Ich sehe in meinem Umfeld hauptsächlich Senf+X-Mischungen als Greening-Maßnahme auf den Feldern stehen. Das sieht schon fast nach Monokultur aus… 😉
Es gibt dabei so viele andere Maßnahmen, die durchführbar sind und viel mehr für Wild und Insektenwelt bringen würde.
Ich habe meine Flächen begradigt, Ausläufer und doppelte Fahrspuren aus den Flächen genommen und dafür Feldrandstreifen und Naturschutzstreifen eingesät. Unsere Hecken, für die das Münsterland ja bekannt ist, dienen als Landschaftselemente und Schutz, Uferrandstreifen haben wir zum Gewässerschutz angelegt. Dazu haben wir Ackerbohnen gesät und Sonnenblumen. So war und ist Greening gemeint, glaube ich. Und der Zwischenfruchtanbau als Greening-Maßnahme wird wohl nicht mehr lange akzeptiert werden.

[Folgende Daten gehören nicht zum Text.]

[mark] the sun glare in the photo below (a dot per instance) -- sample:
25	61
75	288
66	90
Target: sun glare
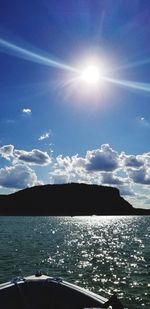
91	75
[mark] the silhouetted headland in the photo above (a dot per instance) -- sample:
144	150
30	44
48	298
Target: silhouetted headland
67	200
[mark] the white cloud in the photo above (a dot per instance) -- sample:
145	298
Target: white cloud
103	159
131	160
44	136
144	122
110	179
6	151
27	111
141	175
34	156
18	177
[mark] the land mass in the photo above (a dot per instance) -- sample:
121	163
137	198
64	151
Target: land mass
67	200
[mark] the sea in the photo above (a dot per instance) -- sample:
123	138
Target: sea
105	254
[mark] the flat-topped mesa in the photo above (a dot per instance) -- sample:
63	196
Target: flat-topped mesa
67	199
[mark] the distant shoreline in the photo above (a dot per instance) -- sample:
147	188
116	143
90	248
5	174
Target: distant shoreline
71	199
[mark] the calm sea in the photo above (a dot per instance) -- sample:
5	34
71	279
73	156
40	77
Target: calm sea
103	254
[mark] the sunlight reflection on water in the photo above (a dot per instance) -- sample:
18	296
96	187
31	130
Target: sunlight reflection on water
103	254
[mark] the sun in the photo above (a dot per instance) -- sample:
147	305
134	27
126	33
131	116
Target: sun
91	75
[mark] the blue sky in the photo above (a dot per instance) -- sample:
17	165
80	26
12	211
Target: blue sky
54	126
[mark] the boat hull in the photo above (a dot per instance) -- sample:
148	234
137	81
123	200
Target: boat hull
43	292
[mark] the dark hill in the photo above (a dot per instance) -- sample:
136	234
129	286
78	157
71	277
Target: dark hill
67	200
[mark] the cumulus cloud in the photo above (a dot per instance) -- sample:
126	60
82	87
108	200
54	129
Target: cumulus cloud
103	159
131	160
44	136
35	156
110	179
27	111
144	122
6	151
141	175
18	177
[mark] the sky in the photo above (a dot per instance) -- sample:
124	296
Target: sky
57	123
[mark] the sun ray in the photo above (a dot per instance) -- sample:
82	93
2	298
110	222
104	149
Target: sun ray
129	84
24	53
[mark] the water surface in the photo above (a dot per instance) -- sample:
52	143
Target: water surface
104	254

Darüber hinaus ist aus unserer Gemeinde ein Projekt erwachsen, das nun schon im gesamten Kreis und darüber hinaus Schule macht: Blütenpracht am Wegesrand! Auf den frisch gesäten Mais wird eine Blühmischung eingesät (1,5 – 3m breit). Wenn die Witterung nicht mal blöd rumzickt, entsteht dort dann eine tolle Blütenpracht vor der Maiswand und sowohl Mensch als auch Tier erfreuen sich daran. Kann ich nur weiterempfehlen.
LG André
Danke André für Dein Feedback und Dein Engagement! Sieht bei uns ähnlich aus, was Zwischenfrüchte angeht. Aber wenn jeder nur ein bisschen was tut, wären wir schon viel weiter. Weiter so. Biogas kann´s – besser machen!